Tumor growth determined from PE (solid lines) and fluorescent (dashed lines) segmentation algorithms. Measurements for each modality were normalized to their respective initial values. Correlation coefficients for each mouse between the pulse echo and fluorescent tumor size measurements are also indicated. A Fisher z-transform and bootstrapping algorithm indicated that the growth curves obtained by PE and fluorescent imaging were highly correlated and significant (R_avg = 0.97, p < 0.01).

Figure 13

Spectroscopic PA imaging of mouse R0 on day 29: (a) PA images (20 dB) labeled with incident laser wavelength, (b) PA image (hot, λ = 800 nm, 20 dB) superimposed on co-registered PE image (gray, 35 dB), and (c) Spectroscopic PA image with color (hot∕cold) representing the magnitude of the slope of the PA signal with laser wavelength. The magnitude of the slope has been compressed and displayed with a 30-dB dynamic range. Variation in blood oxygen saturation is a likely contributor to the different slopes.
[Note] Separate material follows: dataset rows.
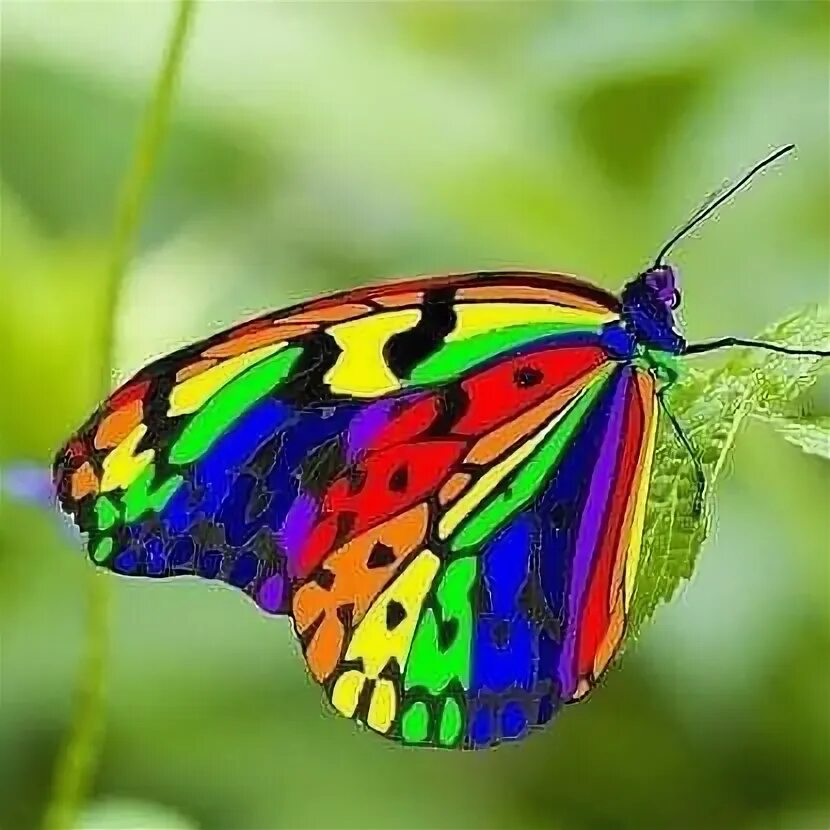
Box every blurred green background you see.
[0,0,830,830]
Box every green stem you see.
[42,0,195,830]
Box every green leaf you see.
[627,307,830,641]
[765,415,830,459]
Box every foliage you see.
[629,308,830,638]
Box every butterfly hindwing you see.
[288,338,644,746]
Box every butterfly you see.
[53,148,825,749]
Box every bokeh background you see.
[0,0,830,830]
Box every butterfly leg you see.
[657,382,706,518]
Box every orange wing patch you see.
[293,504,429,681]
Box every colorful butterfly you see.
[54,148,830,749]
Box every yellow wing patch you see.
[324,309,421,398]
[167,341,287,417]
[331,550,440,732]
[101,424,154,493]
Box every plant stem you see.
[43,0,195,830]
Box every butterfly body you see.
[54,267,684,748]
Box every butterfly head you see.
[622,265,686,354]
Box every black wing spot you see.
[492,620,510,649]
[311,568,334,591]
[438,618,458,651]
[383,288,456,378]
[513,366,545,389]
[389,464,409,493]
[386,599,406,631]
[366,542,395,569]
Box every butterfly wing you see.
[289,345,655,748]
[54,272,619,613]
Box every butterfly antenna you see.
[652,144,795,268]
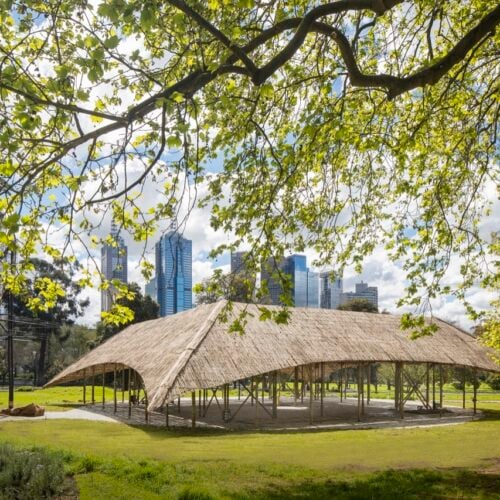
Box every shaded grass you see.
[0,386,113,411]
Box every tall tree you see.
[0,0,500,336]
[3,258,89,383]
[96,283,160,344]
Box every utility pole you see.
[7,250,16,409]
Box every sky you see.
[74,168,500,330]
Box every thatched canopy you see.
[47,302,500,409]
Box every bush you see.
[16,385,35,392]
[486,375,500,391]
[0,444,65,500]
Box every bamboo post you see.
[432,363,436,410]
[122,366,125,403]
[394,362,399,411]
[339,363,344,403]
[356,363,361,422]
[366,363,372,406]
[300,365,306,404]
[309,364,314,425]
[191,391,196,429]
[425,363,431,409]
[272,370,278,418]
[128,368,132,418]
[319,363,325,416]
[462,366,466,410]
[293,366,299,406]
[253,377,259,425]
[399,362,405,420]
[113,364,118,413]
[439,365,443,416]
[83,370,87,405]
[472,368,477,415]
[91,367,95,404]
[102,364,106,409]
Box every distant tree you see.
[2,258,89,383]
[194,269,255,305]
[339,299,378,313]
[95,283,160,345]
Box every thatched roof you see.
[47,302,500,409]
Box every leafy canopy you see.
[0,0,500,336]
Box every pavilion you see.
[47,301,500,426]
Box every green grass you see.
[0,387,500,500]
[0,386,116,411]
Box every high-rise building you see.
[261,254,319,307]
[146,230,193,316]
[231,252,247,274]
[319,271,343,309]
[340,282,378,307]
[101,222,128,311]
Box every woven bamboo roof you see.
[47,302,500,409]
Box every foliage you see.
[95,283,156,344]
[193,269,255,304]
[338,299,378,313]
[0,443,65,500]
[0,417,499,499]
[0,0,500,331]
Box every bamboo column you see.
[319,363,325,416]
[272,370,278,418]
[191,391,196,429]
[366,363,372,406]
[472,368,477,415]
[128,368,132,418]
[309,364,314,425]
[83,370,87,405]
[339,363,344,403]
[399,362,405,419]
[356,363,361,422]
[300,365,306,404]
[432,363,436,410]
[91,367,95,404]
[122,366,125,403]
[425,363,431,410]
[113,364,118,413]
[462,366,467,410]
[293,366,299,406]
[102,364,106,409]
[253,377,259,425]
[439,365,443,416]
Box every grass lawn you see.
[0,386,116,411]
[0,388,500,499]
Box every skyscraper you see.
[319,271,343,309]
[340,282,378,307]
[101,222,128,311]
[261,254,319,307]
[146,231,193,316]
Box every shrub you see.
[486,375,500,391]
[16,385,35,392]
[0,444,65,500]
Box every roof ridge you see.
[148,300,227,409]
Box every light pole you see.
[7,250,16,409]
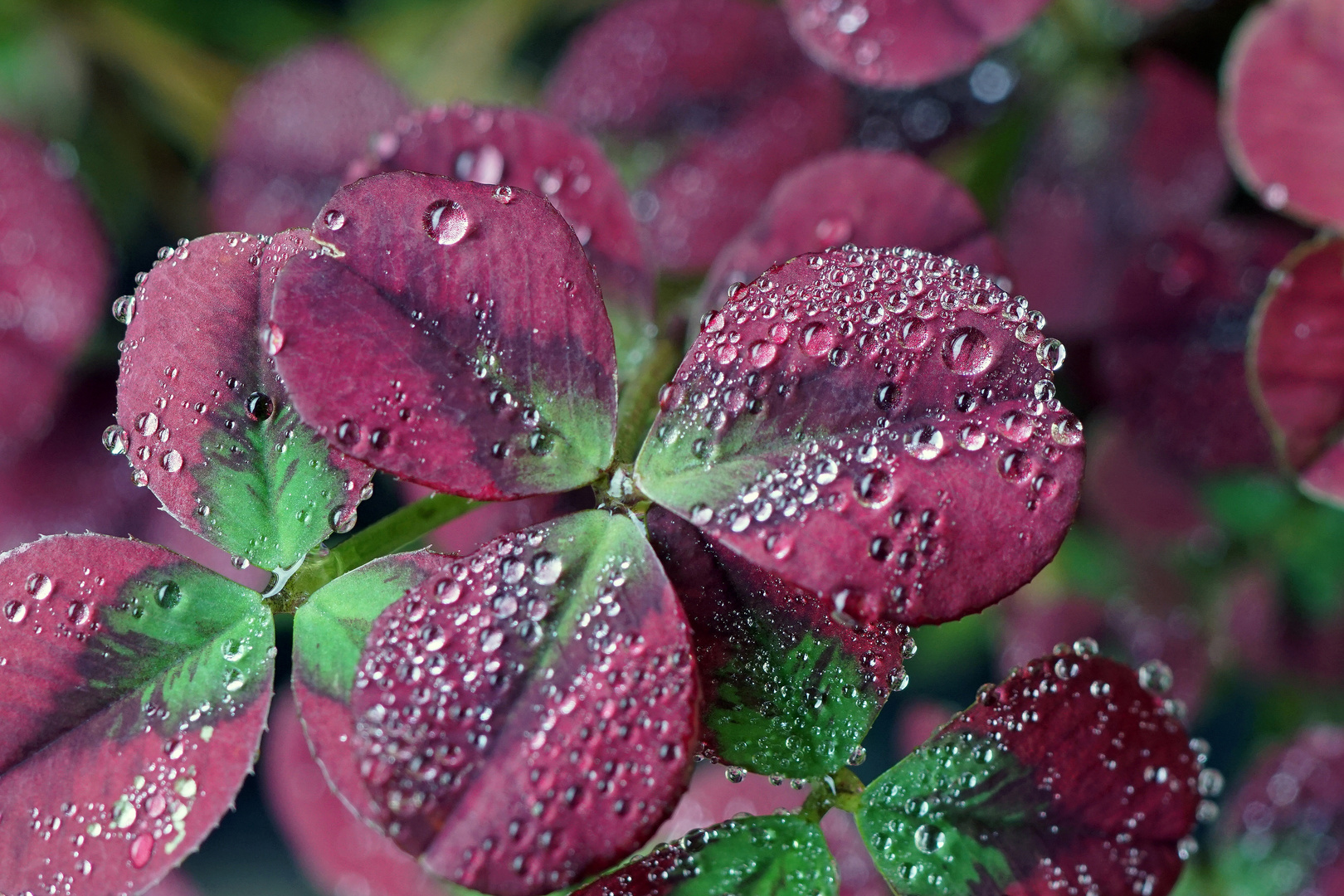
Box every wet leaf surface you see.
[858,651,1216,896]
[1247,238,1344,505]
[699,149,1004,326]
[635,249,1082,625]
[0,536,274,896]
[1222,0,1344,227]
[646,506,911,778]
[105,231,373,570]
[210,41,410,234]
[261,696,446,896]
[341,510,699,896]
[270,172,616,499]
[349,104,653,314]
[783,0,1045,87]
[0,125,110,458]
[575,816,836,896]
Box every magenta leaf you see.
[547,0,800,134]
[1222,0,1344,227]
[261,694,446,896]
[1220,725,1344,894]
[349,104,653,314]
[105,231,373,570]
[0,534,274,896]
[856,650,1205,896]
[0,124,109,457]
[700,149,1004,326]
[210,43,410,234]
[575,816,836,896]
[783,0,1045,87]
[270,172,616,499]
[341,510,699,896]
[646,506,913,778]
[1247,236,1344,505]
[644,66,848,271]
[635,247,1083,625]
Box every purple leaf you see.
[108,231,373,570]
[349,104,653,314]
[270,172,616,499]
[341,510,699,896]
[635,249,1083,625]
[0,124,109,457]
[1247,236,1344,505]
[210,43,410,234]
[700,149,1004,322]
[0,534,274,896]
[1222,0,1344,227]
[783,0,1045,89]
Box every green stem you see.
[798,768,863,822]
[271,494,480,612]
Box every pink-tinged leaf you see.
[645,506,913,778]
[700,149,1004,322]
[349,104,653,314]
[1220,725,1344,894]
[635,249,1083,625]
[261,694,446,896]
[341,510,699,896]
[0,124,110,457]
[270,172,616,499]
[564,816,836,896]
[856,650,1203,896]
[783,0,1045,87]
[108,231,373,570]
[1098,219,1300,471]
[0,534,274,896]
[641,66,848,271]
[210,43,410,234]
[292,551,447,816]
[1247,236,1344,505]
[0,371,158,551]
[1222,0,1344,227]
[547,0,801,134]
[1003,54,1231,338]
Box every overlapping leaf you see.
[648,506,910,778]
[635,247,1082,625]
[1247,238,1344,505]
[783,0,1045,87]
[270,172,616,499]
[858,651,1216,896]
[575,816,836,896]
[349,104,653,316]
[0,536,274,896]
[1222,0,1344,227]
[304,510,699,896]
[106,231,373,570]
[699,149,1004,326]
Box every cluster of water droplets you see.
[351,519,694,887]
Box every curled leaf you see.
[341,510,699,896]
[575,816,836,896]
[105,231,373,570]
[349,104,653,314]
[856,650,1203,896]
[646,506,913,778]
[700,149,1004,326]
[783,0,1045,87]
[0,534,274,896]
[1247,236,1344,505]
[210,41,408,234]
[270,172,616,499]
[635,247,1083,625]
[1222,0,1344,227]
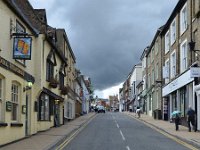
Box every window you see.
[180,40,187,72]
[170,19,176,45]
[0,78,3,122]
[46,60,54,81]
[151,69,155,84]
[147,55,151,67]
[180,87,186,117]
[59,72,65,88]
[11,83,19,121]
[143,75,146,90]
[165,31,169,54]
[155,40,158,55]
[151,47,154,62]
[155,63,159,80]
[64,102,72,118]
[39,93,50,121]
[149,95,152,111]
[16,21,26,65]
[148,73,151,88]
[172,92,177,112]
[171,51,176,78]
[180,3,187,34]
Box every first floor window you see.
[0,78,3,121]
[172,92,177,111]
[171,52,176,78]
[149,95,152,110]
[11,83,19,121]
[39,93,50,121]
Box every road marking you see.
[128,114,199,150]
[126,146,130,150]
[119,130,126,141]
[55,115,96,150]
[117,124,119,128]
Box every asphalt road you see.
[63,112,191,150]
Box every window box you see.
[61,86,68,95]
[10,122,23,127]
[49,78,58,88]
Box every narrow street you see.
[62,112,191,150]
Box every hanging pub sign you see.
[13,37,32,60]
The PA slope at each pixel was determined from the best linear fit (see Fig. 14 for examples at regions A and B). All images have dimensions of 10×4.5 mm.

Figure 14

Magnitude of the PA signal versus laser wavelength for regions A and B from Fig. 13c. The slope of the best-fit line for region A (–0.032 dB∕nm) and B (0.042 dB∕nm) were consistent with the optical absorption spectrum of deoxygenated and oxygenated hemoglobin, respectively. However, there were other possible contributors to the wavelength dependence of the PA signal (see text).